27.12 MHz Radiofrequency Ablation for Benign Cutaneous Lesions

1Centre de Recherche en Organogénèse Expérimentale de l’Université Laval/LOEX, Centre de Recherche du CHU de Québec-Université Laval, Axe Médecine Régénératrice, and Département de Chirurgie, Faculté de Médecine, Université Laval, 1401 18ième rue, Québec, QC, Canada G1J 1Z4
2Department of Dermatology, CHA Bundang Medical Center, CHA University, 59 Yatap-ro, Bundang-gu, Seongnam-si, Gyeonggi-do 463-712, Republic of Korea
3Dectro International, 1000 boulevard du Parc Technologique, Québec, QC, Canada G1P 4P1

Received 2 February 2016; Accepted 17 March 2016

Academic Editor: Steven P. Nistico

Copyright © 2016 Dong Hyun Kim et al. This is an open access article distributed under the Creative Commons Attribution License, which permits unrestricted use, distribution, and reproduction in any medium, provided the original work is properly cited.

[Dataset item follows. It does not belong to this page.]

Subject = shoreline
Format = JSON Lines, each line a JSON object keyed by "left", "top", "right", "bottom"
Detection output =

As surgical and/or ablative modalities, radiofrequency (RF) has been known to produce good clinical outcomes in dermatology. Recently, 27.12 MHz RF has been introduced and has several advantages over conventional 4 or 6 MHz in terms of the precise ablation and lesser pain perception. We aimed to evaluate the clinical efficacy and safety of 27.12 MHz RF for the treatment of benign cutaneous lesions. Twenty female patient subjects were enrolled. Digital photography and a USB microscope camera were used to monitor the clinical results before one session of treatment with 27.12 MHz RF and after 1 and 3 weeks. Treated lesions included telangiectasias, cherry and spider angiomas, skin tags, seborrheic keratoses, lentigo, milium, dilated pore, acne, piercing hole, and one case of neurofibroma. For vascular lesions, clinical results were excellent for 33.3%, good for 44.4%, moderate for 11.1%, and poor for 11.1%. For nonvascular lesions (epidermal lesions and other benign cutaneous lesions), clinical results were excellent for 48.3%, good for 45.2%, moderate for 3.2%, and poor for 3.2%. No serious adverse events were observed. Mild adverse events reported were slight erythema, scale, and crust. The 27.12 MHz RF treatment of benign vascular and nonvascular lesions appears safe and effective after 3 weeks of follow-up.